Door lage voer-, arbeids- en mechanisatiekosten realiseert Jesper Olsen bijna 9 cent per kilo meetmelk aan kostprijsvoordeel. Hij wil niet naar vergaande automatisering. “Melkrobots vragen kenniswerkers, die zijn schaars en duur.”
De Deen Jesper Olsen is niet bang om stappen te zetten. De zestig koeien uit 2007 zijn er nu 360. Het zullen er volgend jaar ruim 500 zijn. Het areaal is gegroeid van 160 naar 360 hectare, waarvan 35 gehuurd en gepacht. De melkproductie per koe is meer dan verdubbelde sinds 2007. “Mijn vader was niet een echte koeienman, maar deed wel veel dingen goed. Het belangrijkste: hij was scherp op de kosten, realiseerde elk jaar winst en investeerde die winsten in grondaankoop. Dat is wel de basis voor waar ik nu sta.”
Begin deze eeuw was al duidelijk dat Jesper na de landbouwschool ‘ik heb in totaal maar 9 jaar school gehad’ boer zou worden. Zijn vader bouwde daarom in 2007 een nieuwe stal voor 230 melkkoeien. In 2009 kocht Jesper de helft van het bedrijf en richtte hij zich vooral op het melkvee. Hij voerde de productie sterk op. Eerst nog zonder personeel. In 2011 vroeg een kennis of hij geen werk voor hem had. “Ik wilde ook wel eens een weekend vrij zijn. Na wat rekenen kwam ik tot de conclusie dat ik het betalen kon en nam ik hem aan. Dat veranderde uiteindelijk mijn hele idee over arbeid en werken. Ik kreeg ineens tijd vrij om het bedrijf goed te bekijken, zaken aan te pakken en te verbeteren. Dat heeft heel goed uitgewerkt, ik werd er ondernemer door.”
Na de eerste medewerker had Olsen de smaak te pakken en kwamen er meer. Nu zijn er vier vaste personeelsleden: een Deense herdsmanager, een Roemeen, een Oekraïense en een Deense praktikant. “Ik hecht eraan een goede werkplek te bieden. Dat betaalt zich terug in lange dienstverbanden en daardoor goede resultaten. Toevallig is er veel verloop geweest de laatste twee jaar, maar veelal werken de mensen drie tot vijf jaar voor me.”
Dat verloop is terug te vinden in de technische resultaten.

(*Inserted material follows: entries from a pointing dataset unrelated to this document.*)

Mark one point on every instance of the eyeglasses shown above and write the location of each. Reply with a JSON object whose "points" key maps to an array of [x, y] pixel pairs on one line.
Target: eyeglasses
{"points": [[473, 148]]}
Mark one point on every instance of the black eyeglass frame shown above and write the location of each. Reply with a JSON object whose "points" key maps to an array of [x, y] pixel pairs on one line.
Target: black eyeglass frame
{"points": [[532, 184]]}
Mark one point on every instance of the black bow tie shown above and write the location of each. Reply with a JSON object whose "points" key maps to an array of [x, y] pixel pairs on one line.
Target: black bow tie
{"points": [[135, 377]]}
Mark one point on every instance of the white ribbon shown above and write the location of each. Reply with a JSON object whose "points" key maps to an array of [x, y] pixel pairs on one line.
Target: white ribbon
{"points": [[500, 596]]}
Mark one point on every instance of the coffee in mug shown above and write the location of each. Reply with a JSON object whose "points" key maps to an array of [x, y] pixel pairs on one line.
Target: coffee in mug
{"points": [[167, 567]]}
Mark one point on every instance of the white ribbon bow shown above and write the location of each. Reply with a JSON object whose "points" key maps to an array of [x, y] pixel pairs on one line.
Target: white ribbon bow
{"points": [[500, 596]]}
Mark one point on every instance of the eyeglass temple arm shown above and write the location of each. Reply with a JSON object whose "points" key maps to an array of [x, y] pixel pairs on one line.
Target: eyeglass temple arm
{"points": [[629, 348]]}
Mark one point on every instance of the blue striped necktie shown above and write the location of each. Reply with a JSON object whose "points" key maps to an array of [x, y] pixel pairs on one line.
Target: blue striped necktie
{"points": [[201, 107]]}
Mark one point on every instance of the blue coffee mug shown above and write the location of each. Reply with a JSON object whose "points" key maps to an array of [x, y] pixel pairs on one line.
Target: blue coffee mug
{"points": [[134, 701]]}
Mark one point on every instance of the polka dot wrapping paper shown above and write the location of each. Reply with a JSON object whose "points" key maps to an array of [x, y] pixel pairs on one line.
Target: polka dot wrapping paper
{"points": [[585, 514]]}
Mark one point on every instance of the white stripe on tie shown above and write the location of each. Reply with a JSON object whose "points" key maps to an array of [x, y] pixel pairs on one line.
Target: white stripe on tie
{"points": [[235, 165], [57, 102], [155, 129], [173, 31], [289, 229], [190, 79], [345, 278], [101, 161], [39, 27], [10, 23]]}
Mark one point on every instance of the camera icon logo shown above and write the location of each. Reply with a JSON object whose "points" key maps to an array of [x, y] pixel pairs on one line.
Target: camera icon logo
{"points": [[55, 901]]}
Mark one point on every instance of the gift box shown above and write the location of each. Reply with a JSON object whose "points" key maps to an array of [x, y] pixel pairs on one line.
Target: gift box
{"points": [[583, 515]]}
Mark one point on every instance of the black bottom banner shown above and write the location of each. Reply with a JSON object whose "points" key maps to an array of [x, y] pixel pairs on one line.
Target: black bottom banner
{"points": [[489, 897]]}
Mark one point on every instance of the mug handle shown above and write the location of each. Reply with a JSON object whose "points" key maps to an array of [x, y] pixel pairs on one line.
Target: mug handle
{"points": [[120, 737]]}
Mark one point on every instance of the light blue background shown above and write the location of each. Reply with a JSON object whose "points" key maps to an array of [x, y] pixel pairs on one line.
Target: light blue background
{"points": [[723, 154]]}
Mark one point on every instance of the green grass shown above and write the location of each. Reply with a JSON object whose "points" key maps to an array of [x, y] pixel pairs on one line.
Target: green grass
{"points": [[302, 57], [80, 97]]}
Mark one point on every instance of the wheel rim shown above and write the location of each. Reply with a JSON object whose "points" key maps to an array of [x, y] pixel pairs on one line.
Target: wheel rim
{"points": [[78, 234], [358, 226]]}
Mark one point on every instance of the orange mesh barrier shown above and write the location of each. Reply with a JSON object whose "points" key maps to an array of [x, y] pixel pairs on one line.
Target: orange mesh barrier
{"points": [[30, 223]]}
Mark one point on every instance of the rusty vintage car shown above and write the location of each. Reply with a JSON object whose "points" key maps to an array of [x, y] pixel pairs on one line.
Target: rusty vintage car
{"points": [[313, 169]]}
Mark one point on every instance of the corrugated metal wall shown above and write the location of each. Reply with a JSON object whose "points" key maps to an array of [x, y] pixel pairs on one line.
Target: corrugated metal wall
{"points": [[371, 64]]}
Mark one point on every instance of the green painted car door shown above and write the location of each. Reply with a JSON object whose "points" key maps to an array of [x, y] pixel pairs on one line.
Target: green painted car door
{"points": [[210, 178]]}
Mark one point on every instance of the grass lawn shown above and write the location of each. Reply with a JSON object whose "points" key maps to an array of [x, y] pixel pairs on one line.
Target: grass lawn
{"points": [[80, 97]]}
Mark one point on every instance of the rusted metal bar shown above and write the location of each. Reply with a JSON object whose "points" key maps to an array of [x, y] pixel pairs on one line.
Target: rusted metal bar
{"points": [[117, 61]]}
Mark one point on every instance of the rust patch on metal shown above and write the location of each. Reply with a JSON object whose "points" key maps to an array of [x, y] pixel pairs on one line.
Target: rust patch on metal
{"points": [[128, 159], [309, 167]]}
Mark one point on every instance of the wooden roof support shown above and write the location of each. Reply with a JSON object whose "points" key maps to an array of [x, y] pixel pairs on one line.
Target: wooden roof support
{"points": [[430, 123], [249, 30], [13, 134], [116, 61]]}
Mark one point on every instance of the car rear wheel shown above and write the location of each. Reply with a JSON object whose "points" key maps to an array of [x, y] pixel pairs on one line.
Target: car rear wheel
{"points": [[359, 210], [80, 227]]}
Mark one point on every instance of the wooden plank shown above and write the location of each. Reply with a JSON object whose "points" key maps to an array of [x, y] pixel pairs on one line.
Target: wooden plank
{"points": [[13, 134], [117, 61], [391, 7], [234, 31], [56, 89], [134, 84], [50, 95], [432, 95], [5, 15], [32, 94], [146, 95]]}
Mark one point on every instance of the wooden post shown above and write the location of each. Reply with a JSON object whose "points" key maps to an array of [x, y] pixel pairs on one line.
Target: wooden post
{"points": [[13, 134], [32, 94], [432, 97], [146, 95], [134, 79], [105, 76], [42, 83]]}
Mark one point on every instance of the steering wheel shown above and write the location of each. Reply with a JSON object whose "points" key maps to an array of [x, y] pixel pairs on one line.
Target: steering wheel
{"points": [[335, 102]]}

De melkkwaliteit verslechterde eind 2021, het celgetal liep op van 140.000 naar 198.000. “Ik heb er de melkroutines op na moeten lopen samen met mijn herdsmanager.” Het celgetal is nu weer bijna op het oude niveau.
In 2014 is de voormalige grupstal gesloopt en een nieuwe stal gebouwd voor het jongvee en de droge koeien. Daarmee ontstond plek voor de huidige 360 koeien. Een uitbreiding met nog eens 150 ligboxen is eind 2021 vergund. Die verlenging van de twee- + drierijige stal uit 2007 wordt gerealiseerd in 2024. “Nadat de vergunning afkwam, stegen de bouwkosten met tientallen procenten mede door de Oekraïne-crisis. Ik besloot te wachten. Dat heeft zich uitbetaald, het prijspeil van bouwmaterialen is weer fors gedaald en bijna op het pré-Oekraïne niveau.”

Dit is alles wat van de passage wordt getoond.